6.11.19

Beija-flor


Medicine, “Time Baby III”, in https://www.youtube.com/watch?v=DorLHLxvrFM
“Não caio”, alegava contra as minhas intenções, depois de uma tarde forasteira que parecia não levar a nenhum desaguar. “Não caio e, todavia, sinto que o vento traduz a minha fragilidade.” Tu ouvias. Estranhavas algumas dessas palavras. Soavam-te a um estéril manancial errante, palavras sincopadas por outras que se atravessavam a meio do caminho. 

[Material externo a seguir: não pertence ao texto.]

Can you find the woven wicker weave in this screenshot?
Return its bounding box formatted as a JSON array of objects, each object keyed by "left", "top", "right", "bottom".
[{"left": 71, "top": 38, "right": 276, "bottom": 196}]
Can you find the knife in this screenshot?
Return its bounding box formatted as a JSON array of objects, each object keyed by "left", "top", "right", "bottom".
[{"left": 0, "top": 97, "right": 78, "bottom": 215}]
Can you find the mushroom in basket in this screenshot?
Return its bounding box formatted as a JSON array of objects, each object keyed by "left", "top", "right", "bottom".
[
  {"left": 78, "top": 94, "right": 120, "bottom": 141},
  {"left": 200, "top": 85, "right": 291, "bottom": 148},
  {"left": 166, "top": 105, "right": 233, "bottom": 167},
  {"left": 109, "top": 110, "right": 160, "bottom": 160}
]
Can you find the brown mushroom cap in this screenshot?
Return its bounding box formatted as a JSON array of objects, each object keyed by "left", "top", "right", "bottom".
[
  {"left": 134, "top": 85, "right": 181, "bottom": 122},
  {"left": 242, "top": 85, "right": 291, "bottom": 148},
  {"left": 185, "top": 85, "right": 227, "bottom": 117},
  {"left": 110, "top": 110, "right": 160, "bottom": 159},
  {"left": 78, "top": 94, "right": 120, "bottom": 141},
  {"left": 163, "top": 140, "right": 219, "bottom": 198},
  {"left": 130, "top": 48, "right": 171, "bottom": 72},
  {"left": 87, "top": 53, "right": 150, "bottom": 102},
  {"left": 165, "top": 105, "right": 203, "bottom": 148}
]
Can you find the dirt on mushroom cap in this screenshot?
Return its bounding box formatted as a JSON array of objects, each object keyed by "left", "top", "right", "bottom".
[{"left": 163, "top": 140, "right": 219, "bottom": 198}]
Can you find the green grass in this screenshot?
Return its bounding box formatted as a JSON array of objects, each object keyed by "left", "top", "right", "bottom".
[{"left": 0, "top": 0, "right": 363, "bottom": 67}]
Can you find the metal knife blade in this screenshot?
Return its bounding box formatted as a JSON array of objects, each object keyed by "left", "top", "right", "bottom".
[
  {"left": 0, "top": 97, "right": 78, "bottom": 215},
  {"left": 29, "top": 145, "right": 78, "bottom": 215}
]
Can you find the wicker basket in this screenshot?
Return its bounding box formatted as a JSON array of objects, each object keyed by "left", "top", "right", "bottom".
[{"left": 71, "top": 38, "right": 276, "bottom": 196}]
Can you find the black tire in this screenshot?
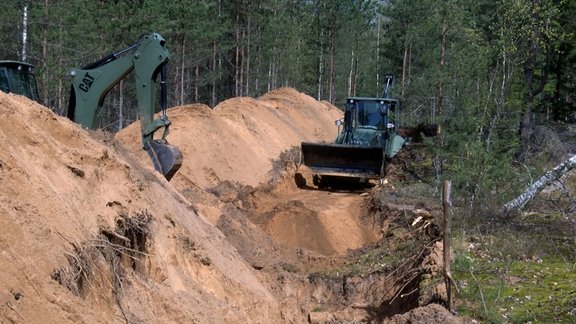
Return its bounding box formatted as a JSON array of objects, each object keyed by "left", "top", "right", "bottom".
[{"left": 294, "top": 173, "right": 306, "bottom": 188}]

“Não caio e, todavia, sinto que o vento traduz a minha fragilidade. É como se amanhã fosse um precipício”, dizia, com a mesma gravidade de quem não sente o que fala. Era como se o rosto se estremunhasse pelo entardecer, um sono por estabelecer a horas impróprias. A menos que dissessem: “não há horas impróprias. Para nada.” Não ouvi tais palavras, por mais que procurasse nas imediações – não havia vivalma. Podia, ao menos, ser uma voz sem rosto a murmurá-lo ao ouvido, sob a custódia de um ângulo morto em que o olhar não tivesse serventia. Mas era só um silêncio que se impunha, contra os tarefeiros das aleivosias que estão sempre de atalaia. Não me importava. Não me importunavam, esses tarefeiros. 
Havia uma ardósia no café que convidada à deposição dos pensamentos de quem por ali estivesse. Preferi guardá-los para o bloco de notas. Não queria amesendar na lógica comunitária que se contagia, agora que os meios convidam a sermos exportadores de voyeurismo – que é como quem diz, a projetarmos o voyeurismo de nós mesmos para o exterior, partindo do pressuposto que há voyeurs prolixos que não recusam um olhar de nesga ao que não pertence à sua vida. 
“Não caio e, todavia, sinto que o vento traduz a minha fragilidade. É como se ontem fosse um precipício. E agora pressinto que o luar congemina a minha sagração.” Não sabia de onde proviera este oráculo. As rodas de uma fábrica sem sítio não deixavam de percutir no mais fundo tutano. Podia ser o pressentimento. Ou o coalhar de um hábito sem marca de água. Pudesse confirmá-lo, ao menos. E dizer ao mundo inteiro, com direito a anúncio pago em jornal, que preferia ser beija-flor porque eras, em cuidado do meu amor, a flor que não me cansava de beijar. Até que as palavras avulsas, errantes, fizessem todas sentido, porque embebidas na água perfumada, quimérica, do amor que o beija-flor tem como beijo.